Julga ele que m’ensandece:
que tomarei a
baba
que decorre
por cogitação dos
fósforos.
Vai uma aposta?
10
As nádegas do meu
tempo
que foram rijas
como bilhas
de gás
já não enxameiam.
11
Não há psicologia
que suporte
o pleno
de uma cabeça
peneirada
no vidro,
nem a palpitação do
sinistro que irisa
e avermelha o
empeno do para-brisas.
A alta
velocidade,
o Tempo é o olho
das três Graias,
polinizado de mão
em mão,
até que, sem
raiz,
pira.
A
MEMÓRIA
1
A memória, a
cento e trinta à hora
nos cromados
novos
e acossados pela
extensa,
tangível,
crepitação dos girassóis,
de meu só anseia
o escalpe.
Que a goiva -
insculpido o pó
nos sulcos da
madeira –
não descure a
sede da galinhola.
2
A memória, a
ocasião falida,
respira como o
chacal
apodrecido pelo
amor.
3
Com a
imparcialidade que perfura
a ferrugem - sonha
a memória
pôr à tona dos
dedos – xamã
em viagem – a
mão.
4
Na acerada ponta
da palavra
confluem as aves
e o dardo.
5
Desvairo
lancinante, o nome,
assim que o lobo
do silêncio imobila
a palavra
pelo cachaço.
6
Inescrutável, nas
carótidas do Indiviso,
a dor da terra apátrida
– há ração
provisória p’ró indulto?
Corvo: fuliginosa
tatuagem
da insónia no
coração de Noé?
A memória, hesitação duradoura
entre fogueira e litoral.
9
Infértil o faro
do cão qu’esgaravata
o pisca-pólos sob
o asfalto.
A memória que,
com uma grua, alça
a lua afogada do
lago
orbita em que
domínio?
A pele, o sorgo, os ratos, o sisal:
quatro momentos
de estupor da pedra.
12
Aturdidamente, os
galos ganham
à noite - num fullen de duques –
o combate pela
transigência.
13
Restituída, em
nome da orfandade,
a memória
entricheira-se.
14
Gastou-se, a lixa
da caixa de
fósforos.

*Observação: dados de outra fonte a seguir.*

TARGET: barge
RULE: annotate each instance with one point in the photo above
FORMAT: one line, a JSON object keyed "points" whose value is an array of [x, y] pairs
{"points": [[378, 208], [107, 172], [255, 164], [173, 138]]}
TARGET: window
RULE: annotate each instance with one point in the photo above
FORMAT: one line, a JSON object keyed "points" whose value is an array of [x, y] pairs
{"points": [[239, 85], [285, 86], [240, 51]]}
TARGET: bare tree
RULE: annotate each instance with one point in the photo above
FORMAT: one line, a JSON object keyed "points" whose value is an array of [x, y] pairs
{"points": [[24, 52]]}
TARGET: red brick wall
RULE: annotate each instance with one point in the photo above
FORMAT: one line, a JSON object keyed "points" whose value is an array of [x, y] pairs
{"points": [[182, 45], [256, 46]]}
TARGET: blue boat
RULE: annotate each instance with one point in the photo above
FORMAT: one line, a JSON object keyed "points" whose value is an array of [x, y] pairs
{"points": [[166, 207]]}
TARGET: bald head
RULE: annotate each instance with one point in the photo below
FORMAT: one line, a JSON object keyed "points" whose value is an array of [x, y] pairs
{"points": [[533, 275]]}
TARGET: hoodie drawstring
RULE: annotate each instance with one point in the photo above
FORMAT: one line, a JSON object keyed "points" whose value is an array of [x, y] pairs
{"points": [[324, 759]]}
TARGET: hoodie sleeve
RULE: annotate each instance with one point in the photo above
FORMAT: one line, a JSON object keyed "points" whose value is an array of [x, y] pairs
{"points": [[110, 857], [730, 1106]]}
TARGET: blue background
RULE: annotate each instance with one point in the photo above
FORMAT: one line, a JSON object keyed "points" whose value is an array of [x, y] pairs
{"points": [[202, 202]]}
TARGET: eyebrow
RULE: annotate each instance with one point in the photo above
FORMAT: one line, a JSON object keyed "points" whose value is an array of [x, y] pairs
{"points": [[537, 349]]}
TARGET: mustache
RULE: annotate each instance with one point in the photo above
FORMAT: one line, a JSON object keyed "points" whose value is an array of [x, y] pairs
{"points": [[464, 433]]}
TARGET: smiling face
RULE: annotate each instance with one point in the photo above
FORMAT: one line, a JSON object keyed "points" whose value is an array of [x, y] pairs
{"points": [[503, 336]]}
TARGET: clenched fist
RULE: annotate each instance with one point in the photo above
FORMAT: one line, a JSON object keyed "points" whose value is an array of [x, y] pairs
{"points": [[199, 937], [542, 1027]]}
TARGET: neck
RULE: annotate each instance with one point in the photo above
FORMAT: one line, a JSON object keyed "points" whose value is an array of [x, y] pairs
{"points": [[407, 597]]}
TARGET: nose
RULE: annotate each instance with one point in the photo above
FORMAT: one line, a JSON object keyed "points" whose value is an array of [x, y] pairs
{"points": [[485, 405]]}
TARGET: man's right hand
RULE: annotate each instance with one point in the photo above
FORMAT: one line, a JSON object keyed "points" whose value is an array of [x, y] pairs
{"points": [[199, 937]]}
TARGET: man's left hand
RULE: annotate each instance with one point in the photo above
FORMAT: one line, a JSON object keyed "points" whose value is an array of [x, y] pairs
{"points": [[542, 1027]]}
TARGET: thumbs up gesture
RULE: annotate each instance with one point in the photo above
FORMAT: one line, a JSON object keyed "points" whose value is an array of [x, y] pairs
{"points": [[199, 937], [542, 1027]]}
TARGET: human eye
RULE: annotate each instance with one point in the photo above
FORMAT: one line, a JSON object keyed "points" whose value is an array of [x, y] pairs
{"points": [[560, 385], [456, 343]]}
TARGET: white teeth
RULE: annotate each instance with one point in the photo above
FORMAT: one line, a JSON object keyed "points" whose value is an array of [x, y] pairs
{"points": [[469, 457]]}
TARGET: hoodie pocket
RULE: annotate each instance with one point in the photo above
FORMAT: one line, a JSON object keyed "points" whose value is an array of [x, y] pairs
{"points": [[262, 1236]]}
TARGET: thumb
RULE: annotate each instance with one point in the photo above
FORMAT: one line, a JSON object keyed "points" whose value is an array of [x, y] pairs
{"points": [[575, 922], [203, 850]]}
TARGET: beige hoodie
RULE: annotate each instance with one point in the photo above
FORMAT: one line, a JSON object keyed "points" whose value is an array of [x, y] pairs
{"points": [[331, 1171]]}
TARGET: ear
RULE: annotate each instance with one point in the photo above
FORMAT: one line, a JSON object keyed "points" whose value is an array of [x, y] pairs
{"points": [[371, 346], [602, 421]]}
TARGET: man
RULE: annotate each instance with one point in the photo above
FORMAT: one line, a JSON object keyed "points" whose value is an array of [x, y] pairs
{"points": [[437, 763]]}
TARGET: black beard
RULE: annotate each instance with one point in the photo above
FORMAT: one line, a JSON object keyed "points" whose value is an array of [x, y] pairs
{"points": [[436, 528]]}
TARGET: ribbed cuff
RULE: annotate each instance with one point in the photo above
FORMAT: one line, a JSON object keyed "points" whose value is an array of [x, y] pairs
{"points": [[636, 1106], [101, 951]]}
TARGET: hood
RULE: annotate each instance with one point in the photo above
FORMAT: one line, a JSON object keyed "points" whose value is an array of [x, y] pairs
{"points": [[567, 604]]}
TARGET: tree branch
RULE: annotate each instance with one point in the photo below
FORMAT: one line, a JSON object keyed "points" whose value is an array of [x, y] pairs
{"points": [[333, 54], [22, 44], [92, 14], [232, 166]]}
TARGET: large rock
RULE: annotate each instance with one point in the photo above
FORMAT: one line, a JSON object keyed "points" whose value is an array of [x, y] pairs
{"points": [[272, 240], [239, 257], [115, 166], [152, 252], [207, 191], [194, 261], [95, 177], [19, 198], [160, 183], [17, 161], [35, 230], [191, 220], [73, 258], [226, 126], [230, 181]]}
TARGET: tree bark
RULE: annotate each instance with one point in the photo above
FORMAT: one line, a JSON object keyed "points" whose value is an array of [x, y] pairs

Paul
onde a incandescência
da imagem
fundiu alma e
asma.
15
O mais nítido
pavor,
veia que pulsa
por msn
e cinzela a
respiração do osso.
16
Quem estanca o
pipilar
das aves
nocturnas?
Quem aguarda,
inebriado,
por detrás da roldana da tristeza
até que chegue o mar,
que chegue a luz?
Incorrespondido o
enigma,
a memória
desprende-se
da pele que
ladrilhou
- reminiscência
tão pura
que, saciada, a
veia
bebe aos goles.
NOTA: este poema corresponde a
uma leitura de Antecedentes Criminais, de Amadeu Baptista; os versos em itálico são deLE.
O SONO
Cansada de enfiar
o dente nas penas
dispersas, a
terceira Graia dorme.
Sileno ri e coça
o casco.
A minha filha
Luna interrompe:
Pai, que bodega,
hoje sonhei
outra vez com o
galo amarelo.
É contra as
séries.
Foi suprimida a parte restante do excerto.